Spatial patterning of soil microbes by African fungus-farming termites As a postdoc in the Pringle and Tarnita labs at Princeton University, I explored how termite mounds in African savannas generate spatial patterns that propagate throughout the ecosystem. Using DNA metabarcoding methods, I showed how Odontotermes termites spatially pattern bacterial and fungal communities in the soil across the savanna. Using ddRAD and DNA barcoding methods, I also examined diversity and population structure in the Termitomyces fungal crops farmed by the termites. Both projects were conducted at the Mpala Research Centre in Kenya, in collaboration with colleagues Jessica Castillo Vardaro and Johan Pansu.

This work was published in Molecular Ecology (PDF available here).

Microbial and insect ecology of African ant-plants My PhD work in the Pierce Lab at Harvard University focused on ant-associated microbial and arthropod communities on Vachellia (Acacia) drepanolobium ant-plants. These trees, which are widespread throughout the East African tropics, host colonies of mutualistic ants in swollen-thorn domatia. In exchange for this housing, as well as extrafloral nectar, these ants protect their hosts from large mammalian herbivores. Three different species of ants live obligately in the domatia, and each ant species tends to be accompanied by a distinctive community of microbes and arthropods living alongside them in the domatia.

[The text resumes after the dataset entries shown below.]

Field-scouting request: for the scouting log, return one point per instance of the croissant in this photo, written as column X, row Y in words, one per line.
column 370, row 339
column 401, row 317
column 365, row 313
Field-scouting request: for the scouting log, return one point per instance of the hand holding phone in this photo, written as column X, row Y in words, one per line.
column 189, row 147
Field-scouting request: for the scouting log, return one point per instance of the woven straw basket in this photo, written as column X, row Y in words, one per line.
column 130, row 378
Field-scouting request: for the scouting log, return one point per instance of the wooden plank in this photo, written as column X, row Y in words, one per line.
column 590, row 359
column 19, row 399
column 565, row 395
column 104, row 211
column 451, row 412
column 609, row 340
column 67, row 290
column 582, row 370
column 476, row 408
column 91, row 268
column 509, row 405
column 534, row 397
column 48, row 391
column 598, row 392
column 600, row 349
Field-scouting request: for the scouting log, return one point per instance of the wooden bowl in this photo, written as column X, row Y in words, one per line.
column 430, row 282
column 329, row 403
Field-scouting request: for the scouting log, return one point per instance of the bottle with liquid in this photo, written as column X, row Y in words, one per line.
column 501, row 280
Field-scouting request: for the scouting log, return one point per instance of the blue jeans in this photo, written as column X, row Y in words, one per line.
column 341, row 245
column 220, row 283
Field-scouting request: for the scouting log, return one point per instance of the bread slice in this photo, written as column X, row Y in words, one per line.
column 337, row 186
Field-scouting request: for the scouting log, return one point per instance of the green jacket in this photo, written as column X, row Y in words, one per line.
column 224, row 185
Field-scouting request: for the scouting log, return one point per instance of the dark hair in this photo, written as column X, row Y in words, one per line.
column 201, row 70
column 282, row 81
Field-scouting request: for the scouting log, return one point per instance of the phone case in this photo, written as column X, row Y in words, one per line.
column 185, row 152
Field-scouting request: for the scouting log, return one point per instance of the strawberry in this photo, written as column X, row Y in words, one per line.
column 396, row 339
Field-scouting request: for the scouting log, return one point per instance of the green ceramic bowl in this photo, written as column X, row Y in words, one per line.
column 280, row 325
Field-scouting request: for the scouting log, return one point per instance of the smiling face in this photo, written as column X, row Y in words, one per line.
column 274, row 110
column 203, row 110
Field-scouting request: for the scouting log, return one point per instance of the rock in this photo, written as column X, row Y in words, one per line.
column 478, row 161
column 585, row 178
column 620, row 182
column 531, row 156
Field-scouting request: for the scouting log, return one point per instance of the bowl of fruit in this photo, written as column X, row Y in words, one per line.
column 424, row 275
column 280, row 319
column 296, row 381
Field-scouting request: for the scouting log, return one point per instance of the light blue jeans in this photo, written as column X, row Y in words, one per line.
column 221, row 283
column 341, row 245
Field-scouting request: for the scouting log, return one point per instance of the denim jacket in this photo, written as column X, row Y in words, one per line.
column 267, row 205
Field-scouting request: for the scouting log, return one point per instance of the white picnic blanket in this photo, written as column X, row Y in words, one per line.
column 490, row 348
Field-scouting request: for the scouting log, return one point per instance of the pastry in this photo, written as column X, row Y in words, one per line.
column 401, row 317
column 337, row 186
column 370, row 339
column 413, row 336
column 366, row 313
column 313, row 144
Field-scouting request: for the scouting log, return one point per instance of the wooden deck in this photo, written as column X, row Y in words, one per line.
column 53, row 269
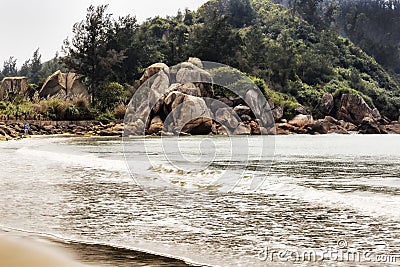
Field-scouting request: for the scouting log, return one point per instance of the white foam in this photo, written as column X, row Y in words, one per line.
column 370, row 203
column 82, row 160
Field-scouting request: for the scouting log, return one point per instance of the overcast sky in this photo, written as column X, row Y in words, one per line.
column 30, row 24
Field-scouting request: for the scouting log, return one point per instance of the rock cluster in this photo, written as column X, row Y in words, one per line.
column 15, row 130
column 181, row 101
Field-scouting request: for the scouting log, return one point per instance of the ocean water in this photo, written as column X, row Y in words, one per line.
column 116, row 204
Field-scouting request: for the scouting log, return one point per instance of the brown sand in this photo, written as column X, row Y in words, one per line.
column 17, row 251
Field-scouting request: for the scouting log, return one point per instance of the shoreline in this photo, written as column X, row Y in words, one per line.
column 20, row 249
column 11, row 130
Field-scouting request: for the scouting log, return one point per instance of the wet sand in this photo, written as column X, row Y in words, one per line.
column 17, row 251
column 25, row 250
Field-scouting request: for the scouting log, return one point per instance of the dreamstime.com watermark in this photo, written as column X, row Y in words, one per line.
column 340, row 253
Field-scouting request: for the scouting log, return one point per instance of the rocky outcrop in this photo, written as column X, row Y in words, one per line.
column 66, row 86
column 327, row 104
column 354, row 109
column 181, row 101
column 151, row 70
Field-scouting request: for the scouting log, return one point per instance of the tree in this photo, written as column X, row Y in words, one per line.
column 10, row 67
column 35, row 67
column 51, row 66
column 88, row 53
column 24, row 70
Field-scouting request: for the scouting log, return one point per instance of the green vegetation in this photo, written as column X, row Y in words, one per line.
column 295, row 52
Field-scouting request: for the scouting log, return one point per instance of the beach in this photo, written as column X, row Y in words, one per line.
column 111, row 202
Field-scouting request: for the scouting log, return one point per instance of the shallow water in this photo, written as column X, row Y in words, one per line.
column 316, row 191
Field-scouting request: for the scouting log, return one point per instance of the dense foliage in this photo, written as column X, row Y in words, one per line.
column 295, row 50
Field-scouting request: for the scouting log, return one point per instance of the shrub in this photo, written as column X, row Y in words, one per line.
column 109, row 95
column 119, row 111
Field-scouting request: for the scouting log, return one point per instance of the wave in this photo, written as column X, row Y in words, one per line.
column 103, row 249
column 83, row 160
column 370, row 203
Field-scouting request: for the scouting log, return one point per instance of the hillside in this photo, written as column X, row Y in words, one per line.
column 299, row 60
column 296, row 53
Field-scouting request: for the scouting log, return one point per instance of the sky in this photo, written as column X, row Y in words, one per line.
column 26, row 25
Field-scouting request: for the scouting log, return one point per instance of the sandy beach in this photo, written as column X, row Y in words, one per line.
column 21, row 251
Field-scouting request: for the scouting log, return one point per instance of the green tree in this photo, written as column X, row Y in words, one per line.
column 88, row 52
column 35, row 67
column 110, row 94
column 10, row 67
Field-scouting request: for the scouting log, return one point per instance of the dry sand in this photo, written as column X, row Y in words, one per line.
column 17, row 251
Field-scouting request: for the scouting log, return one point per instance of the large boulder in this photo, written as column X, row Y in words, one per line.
column 301, row 120
column 64, row 86
column 151, row 70
column 369, row 126
column 327, row 103
column 187, row 113
column 189, row 73
column 227, row 117
column 354, row 109
column 13, row 86
column 156, row 125
column 242, row 129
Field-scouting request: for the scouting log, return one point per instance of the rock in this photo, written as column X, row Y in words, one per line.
column 301, row 110
column 255, row 128
column 156, row 125
column 393, row 127
column 369, row 126
column 189, row 89
column 236, row 101
column 245, row 118
column 348, row 126
column 187, row 113
column 286, row 128
column 160, row 86
column 226, row 101
column 332, row 120
column 189, row 73
column 301, row 120
column 198, row 126
column 227, row 117
column 196, row 61
column 14, row 86
column 354, row 109
column 321, row 127
column 221, row 130
column 327, row 103
column 242, row 129
column 277, row 113
column 242, row 110
column 64, row 86
column 151, row 70
column 327, row 126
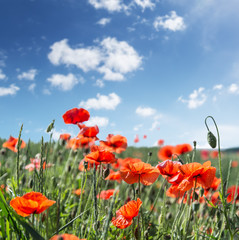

We have published on microbes in Proceedings B and on arthropods in Philosophical Transactions B

Previous employment and education

I worked as a microeconomist at the Reserve Bank of Australia prior to joining Harvard’s PhD program. I began in the Bank’s Payments Policy Department, where I undertook research and policy work in relation to retail payment instruments. After moving to Financial Stability Department, I conducted research on financial market indicators, composite financial stability indices and the Basel II bank regulatory capital requirements. I then returned to Payments Policy Department, where I worked on the Bank’s review of its payments system reforms.

Before working at the Reserve Bank, I completed undergraduate degrees in biology and economics at the Australian National University in Canberra, Australia. My biology degree focused mainly on genetics, evolutionary biology, ecology and statistics. My economics degree focused on microeconomics, including game theory, uncertainty and information and industrial organization.